Neal Schon – The Calling – Recensione

Journey, Bad English, Hardline, Soul Sirkus…questa è solo una parte del curriculum di Neal Schon, mago delle sei corde proveniente da quella San Francisco che che lo ha portato al  grande successo. Come solista Neal ha già all’attivo diversi album strumentali, Piranha Blues (1998) e I On U (2005) su tutti, e quest’ultimo The Calling ricalca le orme dei precedenti aggiungendo al repertorio atmosfere Jazz, Rock fino ad arrivare a momenti fusion. La line up si avvale dell’amico Steve Smith (ex Journey) dietro le pelli, Igor Len alle tastiere e l’ospite Jan Hammer al Moog, presente solo in alcuni pezzi.

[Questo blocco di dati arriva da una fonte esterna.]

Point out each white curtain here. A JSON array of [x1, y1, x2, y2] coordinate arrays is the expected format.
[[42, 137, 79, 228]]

Il full lenght si apre con la title track The Calling, un hard rock dal sapore settantiano nel groove e negli assoli e continua con Carnival Jazz, dove già il titolo la dice lunga; un pezzo con base jazz/rock dove Neal Schon si scatena in assoli veloci e riff tecnici. Six String Waltz ci porta su terreni devoti ai Journey; una ballad delicata e di pregevole fattura dove la chitarra sembra cantare. Bellissima. Il breve intermezzo Irish Field (solo chitarra) apre le porte a Back Smash dove il sound rock – settantiano la fa ancora da padrone, la batteria è incentrata sui piatti,un guitar-riff grosso e tastiere ottantiane si alternano ad assoli di chitarra elettrica e acustica veloci ma tecnici. Fifty Six (56) ha invece un intro orientaleggiante per poi sfociare in una jam pianoforte-batteria  jazz, intermezzata da una chitarra effettata ma sempre rock. True Emotion è la ballad strumentale per eccellenza; lenta, dolce con tastiere in sottofondo…da brividi. Tumbleweeds ritorna al sound più duro e hard rock ottantiano mentre Primal Surge ci riporta al sound della precedente Fifty Six (56) ma ancora più jazz/fusion nell’animo. Blue Rainbow Sky è una power ballad dal sapore blues-rock che lascia il segno dove Neal Schon ci rapisce con la chitarra. Transonic Funk con il suo moog  in primo piano fa scatenare le sei corde, mentre Song Of The Wind II chiude l’album facendoci sognare; Neal Schon prende le sembianze del suo “maestro” Santana per uno slow-rock con la chitarra e le tastiere che si intrecciano facendoci chiudere gli occhi e goderci questa esplosione di note….

IN CONCLUSIONE:

The Calling è un capolavoro della sei corde melodica. Niente virtuosismi o assoli superveloci, solo tecnica e capacità di trasmettere grandi emozioni. Un album che passa momenti jazz, rock, fusion e momenti dolci e sentimentali senza essere mai noioso o ripetitivo, rischio che un album totalmente strumentale può avere.